Egypt’s House of Representatives on Wednesday amended law #177 of 1983 on the protection of antiquities to punish people climbing up antiquities, or visiting archaeological sites and museums without a permit, with a one-month-imprisonment and/or fine ranging between LE10,000 and LE100,000.
These punishments are doubled if any immoral and obscene acts are committed in the vicinity of the archaeological areas.
The law aims at preserving Egypt’s cultural heritage, protecting antiquities, and recovering stolen artifacts.
An American tourist in 2019 was arrested and released on LE5,000 bail for taking pornographic photos at the Giza Pyramids.
In the presence of an interpreter and a delegate from the US embassy, the suspect said that he was a comedian and had an account on social media followed by millions, so he wanted to photograph his exposed body and post it online to garner more attention.
The prosecutor charged him and his friend of committing a flagrant act in a public area, but the tourist said he did not know that the act was illegal.
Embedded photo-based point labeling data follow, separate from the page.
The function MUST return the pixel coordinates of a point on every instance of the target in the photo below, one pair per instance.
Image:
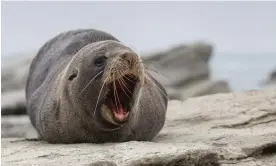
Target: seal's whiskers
(90, 81)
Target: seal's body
(86, 86)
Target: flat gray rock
(234, 129)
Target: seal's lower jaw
(119, 100)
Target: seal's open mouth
(120, 97)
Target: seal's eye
(100, 61)
(73, 75)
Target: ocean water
(243, 71)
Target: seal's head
(104, 81)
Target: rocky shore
(231, 129)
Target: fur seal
(85, 86)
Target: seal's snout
(130, 57)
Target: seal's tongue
(120, 113)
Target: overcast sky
(239, 27)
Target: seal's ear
(73, 75)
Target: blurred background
(201, 48)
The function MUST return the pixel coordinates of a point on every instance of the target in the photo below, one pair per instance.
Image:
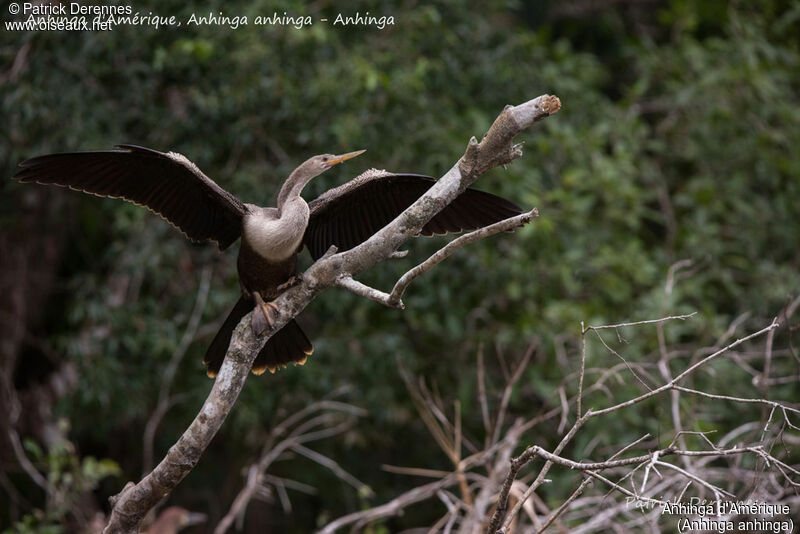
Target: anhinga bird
(174, 188)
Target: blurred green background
(677, 140)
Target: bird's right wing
(166, 183)
(348, 215)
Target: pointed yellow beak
(344, 157)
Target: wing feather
(166, 183)
(348, 215)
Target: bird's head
(311, 168)
(316, 165)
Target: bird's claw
(264, 316)
(291, 282)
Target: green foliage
(677, 140)
(69, 479)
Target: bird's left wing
(166, 183)
(348, 215)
Egypt’s Ministry of Antiquities issued a statement back in 2018 to respond to the spread of a pornographic video filmed by a foreign photographer, accompanied by his girlfriend, atop the Great Pyramid of Giza after the couple climbed it.
“Regarding the short video circulated and published yesterday evening depicting two foreigners climbing the pyramid at night, before uploading an obscene picture of both them, Antiquities Minister Khaled al-Anani has decided to ascertain the truth and take necessary action,” the statement read.
A similar video was posted online in 2014, which gained widespread attention in 2015 when local paper Al-Masry Al-Youm published a story on the incident, with screenshots that blurred out a woman’s breasts.
The privately-owned paper described the video as depicting nudity and sex acts by Russian-speaking tourists, near the 4,500 year-old Giza pyramids and the Sphinx. Reuters was unable to confirm the contents of the video.
The earlier clip prompted a strong social media backlash, from across the relatively conservative Muslim country.